Kebutuhan gula nasional sepanjang 2016 mencapai 5,7 juta ton. Sebanyak 2,9 juta ton di antaranya merupakan kebutuhan industri. Sisanya, sebanyak 2,8 juta ton merupakan konsumsi masyarakat.
Produksi gula pada 2016 lalu hanya mencapai 2,2 juta ton. Sebanyak 1,2 juta ton di antaranya merupakan hasil produksi perusahaan Badan Usaha Milik Negara (BUMN). Sedangkan, sisanya sebanyak 999.600 ton merupakan produksi swasta.
Pada tahun ini, produsen BUMN ditarget memproduksi sebanyak 1,6 juta ton gula. Selisih permintaan dengan realisasi produksi sebesar 4,2 juta ton pada tahun lalu itu terpenuhi dengan cara impor. Tahun ini, selisih tersebut diperkirakan semakin melebar lantaran realisasi produksi tak sesuai harapan.
“Dari indikasinya, produksi tahun ini jauh lebih rendah dari tahun lalu,” tegasnya.
Sementara itu, Asisten Deputi Bidang Perkebunan dan Hortikultura Kemenko Perekonomian Willystra Danny memproyeksikan kebutuhan gula konsumsi dan industri mencapai 6,8 juta ton pada 2020.
“Kebutuhan terus meningkat, tapi produksinya terus menurun.
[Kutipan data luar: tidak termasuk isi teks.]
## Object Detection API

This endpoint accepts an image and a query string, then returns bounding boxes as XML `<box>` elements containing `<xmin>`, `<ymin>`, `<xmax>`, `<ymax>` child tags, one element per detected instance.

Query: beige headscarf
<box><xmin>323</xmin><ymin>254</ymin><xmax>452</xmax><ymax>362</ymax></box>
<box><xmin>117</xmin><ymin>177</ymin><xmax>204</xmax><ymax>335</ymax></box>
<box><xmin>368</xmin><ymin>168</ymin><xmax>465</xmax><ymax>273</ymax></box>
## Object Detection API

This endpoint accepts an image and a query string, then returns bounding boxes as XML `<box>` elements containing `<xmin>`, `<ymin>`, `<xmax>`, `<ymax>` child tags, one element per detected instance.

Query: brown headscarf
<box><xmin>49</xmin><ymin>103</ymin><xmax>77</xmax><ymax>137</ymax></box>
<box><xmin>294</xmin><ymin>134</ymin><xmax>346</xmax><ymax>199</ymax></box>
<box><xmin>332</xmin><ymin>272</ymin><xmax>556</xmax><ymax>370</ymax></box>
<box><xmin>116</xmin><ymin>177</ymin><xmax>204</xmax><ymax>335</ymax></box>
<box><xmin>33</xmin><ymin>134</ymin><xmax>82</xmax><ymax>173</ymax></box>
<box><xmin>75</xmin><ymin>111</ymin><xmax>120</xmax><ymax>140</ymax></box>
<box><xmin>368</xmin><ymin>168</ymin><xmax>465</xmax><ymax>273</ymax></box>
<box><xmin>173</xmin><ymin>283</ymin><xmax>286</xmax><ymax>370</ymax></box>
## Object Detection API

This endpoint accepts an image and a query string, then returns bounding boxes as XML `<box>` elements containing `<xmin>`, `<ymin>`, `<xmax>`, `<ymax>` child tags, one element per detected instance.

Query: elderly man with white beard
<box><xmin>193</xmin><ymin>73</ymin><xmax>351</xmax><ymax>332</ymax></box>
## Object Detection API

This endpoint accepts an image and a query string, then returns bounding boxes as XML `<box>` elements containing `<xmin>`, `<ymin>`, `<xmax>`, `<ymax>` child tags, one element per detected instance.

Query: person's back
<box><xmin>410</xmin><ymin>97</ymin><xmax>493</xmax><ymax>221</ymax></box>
Gap yang semakin melebar itu menjadi alasan mengapa impor raw sugar terus meningkat,” jelas Willy.
Menurutnya, produksi gula domestik terus menurun dalam lima tahun terakhir. Produksi gula perusahaan BUMN dan swasta sempat mencapai 2,59 juta ton. Angka itu terus menyusut hingga hanya sebesar 2,21 juta ton pada 2016 lalu.
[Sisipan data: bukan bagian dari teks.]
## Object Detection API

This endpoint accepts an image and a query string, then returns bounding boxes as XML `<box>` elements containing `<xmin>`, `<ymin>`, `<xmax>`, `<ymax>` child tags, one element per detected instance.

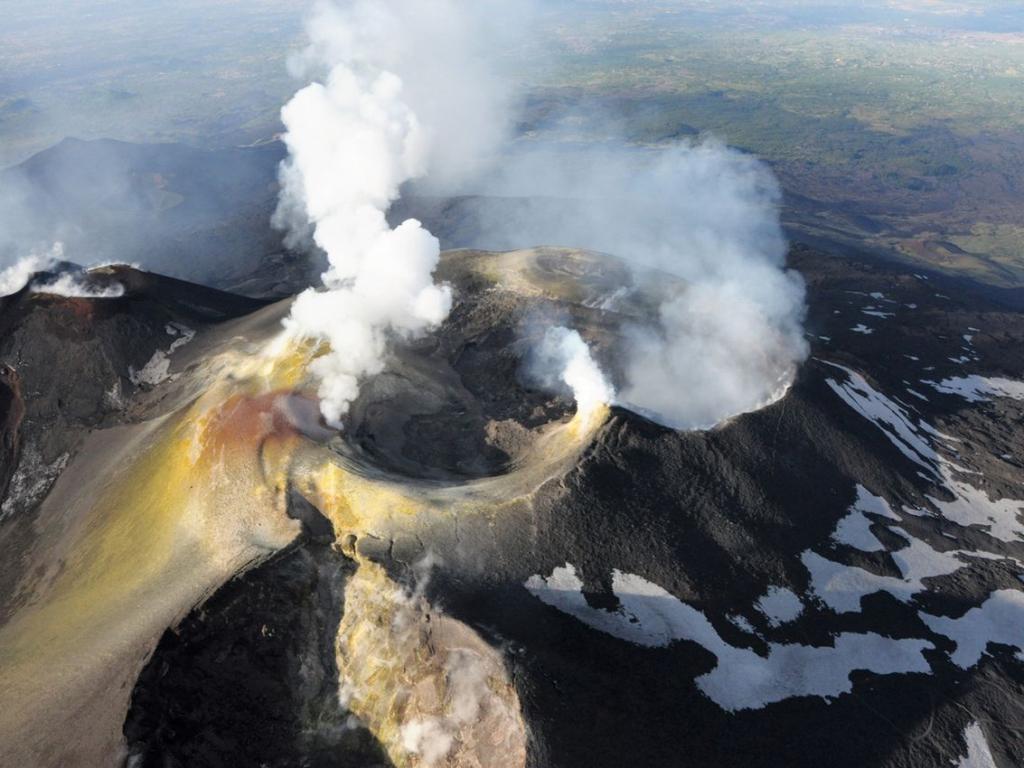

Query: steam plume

“Padahal, terdapat sebanyak 48 pabrik gula milik BUMN dan 17 pabrik gula swasta yang beroperasi di dalam negeri,” jelasnya.
Willystra menambahkan, kapasitas produsen gula di dalam negeri umumnya berada di bawah skala ekonomis. “Dari 48 pabrik gula BUMN existing, hanya 12 yang berkapasitas di atas 4.000 tones cane per day,” ujar Willystra.
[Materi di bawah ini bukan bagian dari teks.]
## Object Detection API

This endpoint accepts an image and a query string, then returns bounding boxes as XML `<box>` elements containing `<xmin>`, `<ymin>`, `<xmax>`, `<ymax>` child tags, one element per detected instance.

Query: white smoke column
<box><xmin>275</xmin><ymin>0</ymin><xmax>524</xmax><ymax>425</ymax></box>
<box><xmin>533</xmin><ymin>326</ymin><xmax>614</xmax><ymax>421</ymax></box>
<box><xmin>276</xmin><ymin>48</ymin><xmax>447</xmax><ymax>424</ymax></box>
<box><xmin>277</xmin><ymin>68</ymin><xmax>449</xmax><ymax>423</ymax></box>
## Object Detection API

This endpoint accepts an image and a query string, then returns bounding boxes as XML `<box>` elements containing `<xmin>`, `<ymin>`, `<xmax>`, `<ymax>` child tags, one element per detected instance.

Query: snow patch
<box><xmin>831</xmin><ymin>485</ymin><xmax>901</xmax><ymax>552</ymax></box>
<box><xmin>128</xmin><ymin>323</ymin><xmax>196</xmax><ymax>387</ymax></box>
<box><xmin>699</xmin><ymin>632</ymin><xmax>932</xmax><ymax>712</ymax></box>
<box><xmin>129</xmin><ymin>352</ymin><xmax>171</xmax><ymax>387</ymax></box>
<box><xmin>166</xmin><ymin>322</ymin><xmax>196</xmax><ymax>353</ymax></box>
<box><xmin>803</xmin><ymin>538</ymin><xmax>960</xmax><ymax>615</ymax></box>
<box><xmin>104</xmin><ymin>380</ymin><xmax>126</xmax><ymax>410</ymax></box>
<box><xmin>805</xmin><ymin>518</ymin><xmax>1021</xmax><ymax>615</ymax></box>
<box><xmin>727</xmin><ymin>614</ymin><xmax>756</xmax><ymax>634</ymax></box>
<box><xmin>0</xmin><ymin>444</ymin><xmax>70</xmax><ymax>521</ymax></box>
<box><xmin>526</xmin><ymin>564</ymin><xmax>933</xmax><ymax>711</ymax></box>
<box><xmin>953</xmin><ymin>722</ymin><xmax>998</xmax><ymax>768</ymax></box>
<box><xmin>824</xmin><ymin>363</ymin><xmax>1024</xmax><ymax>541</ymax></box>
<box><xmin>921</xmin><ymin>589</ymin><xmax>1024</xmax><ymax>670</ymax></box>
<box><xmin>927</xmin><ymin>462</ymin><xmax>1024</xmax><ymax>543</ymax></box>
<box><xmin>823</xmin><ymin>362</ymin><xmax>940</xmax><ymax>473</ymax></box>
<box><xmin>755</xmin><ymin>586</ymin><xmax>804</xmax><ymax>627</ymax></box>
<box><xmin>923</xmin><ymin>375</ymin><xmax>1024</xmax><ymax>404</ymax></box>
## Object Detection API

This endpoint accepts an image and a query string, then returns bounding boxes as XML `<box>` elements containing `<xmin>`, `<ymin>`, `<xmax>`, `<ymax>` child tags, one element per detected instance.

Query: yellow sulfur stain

Selain itu, sebanyak 78 persen pabrikan gula BUMN yang beroperasi di Jawa sudah menginjak usia di atas 100 tahun. Akibatnya, produkstifitas pabrikan terus terkikis karena beroperasi dengan tingkat efisiensi yang relatif rendah.
“Paling tidak setiap tahun mesti membangun 4 pabrik gula baru dengan kapasitas di atas 12.000 TCD untuk mencapai swasembada gula,” ujarnya.
Sementara itu, Ketua Asosiasi Gula Rafinasi Indonesia Benny Wahyudi menyatakan salah satu kendala dalam penyediaan bahan baku tebu adalah minimnya ketersediaan lahan. Pemerintah mewajibkan pabrikan gula rafinasi yang berinvestasi membuka lahan perkebunan dalam grace period 3 tahun.
“Lahan kita ketahui bersama memang bukan urusan mudah, dan resiko investasinya pun bagi kami sangat besar,” pungkasnya. (srs/JPC)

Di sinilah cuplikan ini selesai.